MedEvo Simulado — Prova 2026
Um homem de 58 anos, tabagista e usuário crônico de anti-inflamatórios não esteroidais (AINEs) para tratamento de osteoartrite, é admitido na emergência com quadro de dor abdominal súbita e excruciante em andar superior há 4 horas, que rapidamente se generalizou. Ao exame físico, apresenta-se taquicárdico (FC 112 bpm), normotenso (PA 125x75 mmHg), com abdome em tábua e sinal de Blumberg presente em todos os quadrantes. A radiografia de tórax em ortostase revela pneumoperitônio subdiafragmático bilateral. Após estabilização volêmica e início de antibioticoterapia, o paciente é submetido à laparotomia exploradora. O cirurgião identifica uma perfuração de 1,5 cm de diâmetro localizada na pequena curvatura gástrica, na região da incisura angularis, com bordos endurecidos. O restante do inventário da cavidade não demonstra outras úlceras ou cicatrizes duodenais. O paciente permanece estável hemodinamicamente durante a cirurgia. De acordo com a classificação de Johnson e os princípios de cirurgia gástrica, a conduta mais adequada é:
Úlcera gástrica tipo I (pequena curvatura) → Gastrectomia distal (sem vagotomia necessária).

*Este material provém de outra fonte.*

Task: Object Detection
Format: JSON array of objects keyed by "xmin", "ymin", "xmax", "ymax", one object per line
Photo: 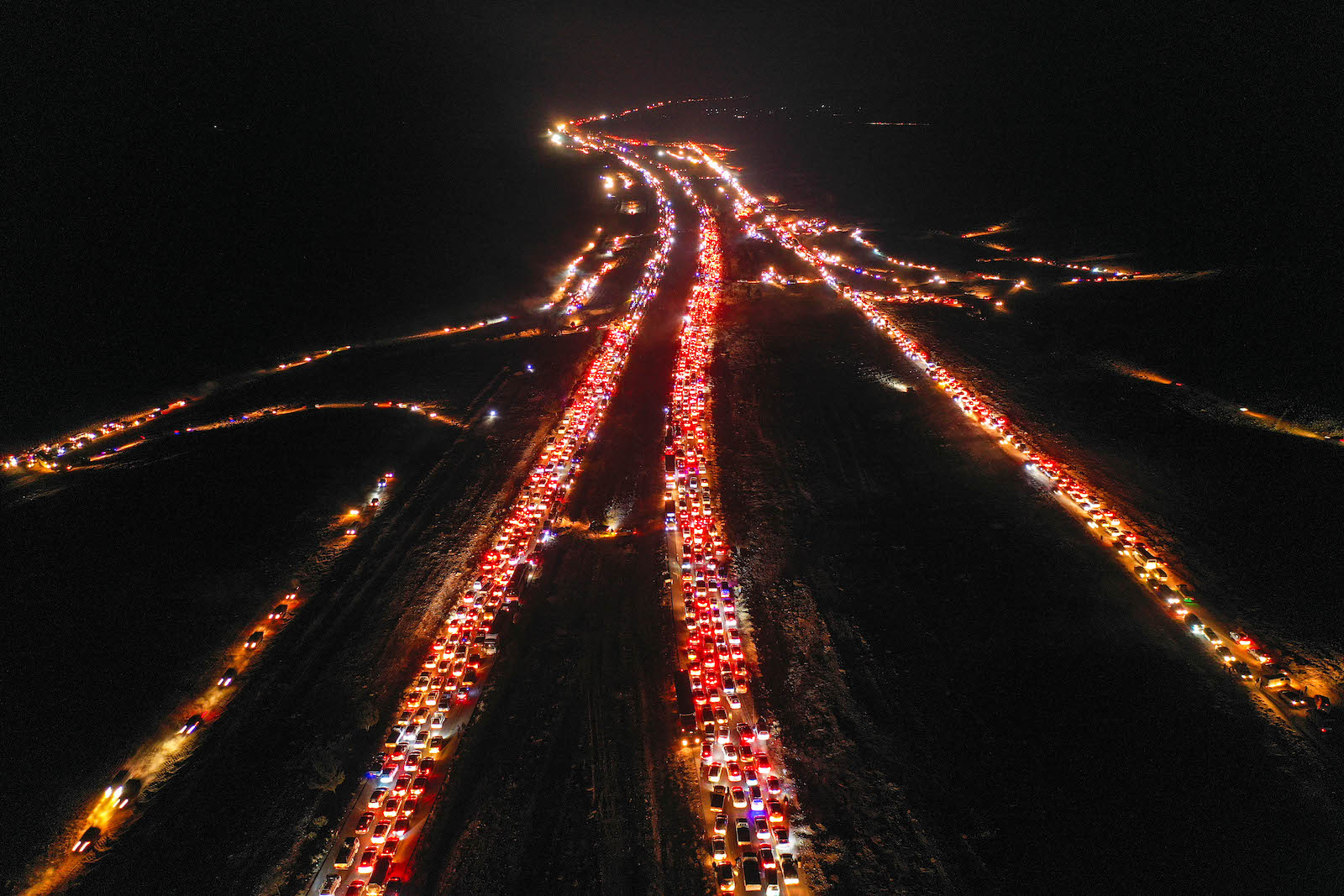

Úlceras gástricas tipo I de Johnson ocorrem em áreas de hiposecreção ácida; o tratamento definitivo envolve a ressecção gástrica para excluir malignidade e tratar a patologia.
A classificação de Johnson é fundamental para guiar o tratamento cirúrgico da doença ulcerosa péptica gástrica. O tipo I ocorre na pequena curvatura; o tipo II envolve corpo gástrico e duodeno; o tipo III é pré-pilórica; o tipo IV ocorre na pequena curvatura alta (perto da transição esofagogástrica) e o tipo V é induzida por AINEs e pode ocorrer em qualquer local. Em situações de abdome agudo perfurativo com estabilidade hemodinâmica, a gastrectomia distal com reconstrução a Billroth I (gastroduodenostomia) ou Billroth II (gastrojejunostomia) é a conduta de escolha para o tipo I. A ressecção deve incluir a úlcera e a zona de transição da mucosa. Se o paciente estiver instável (choque séptico), a conduta pode ser simplificada para rafia com biópsia e omentoplastia, mas a gastrectomia permanece o padrão-ouro para tratamento definitivo e exclusão de neoplasia.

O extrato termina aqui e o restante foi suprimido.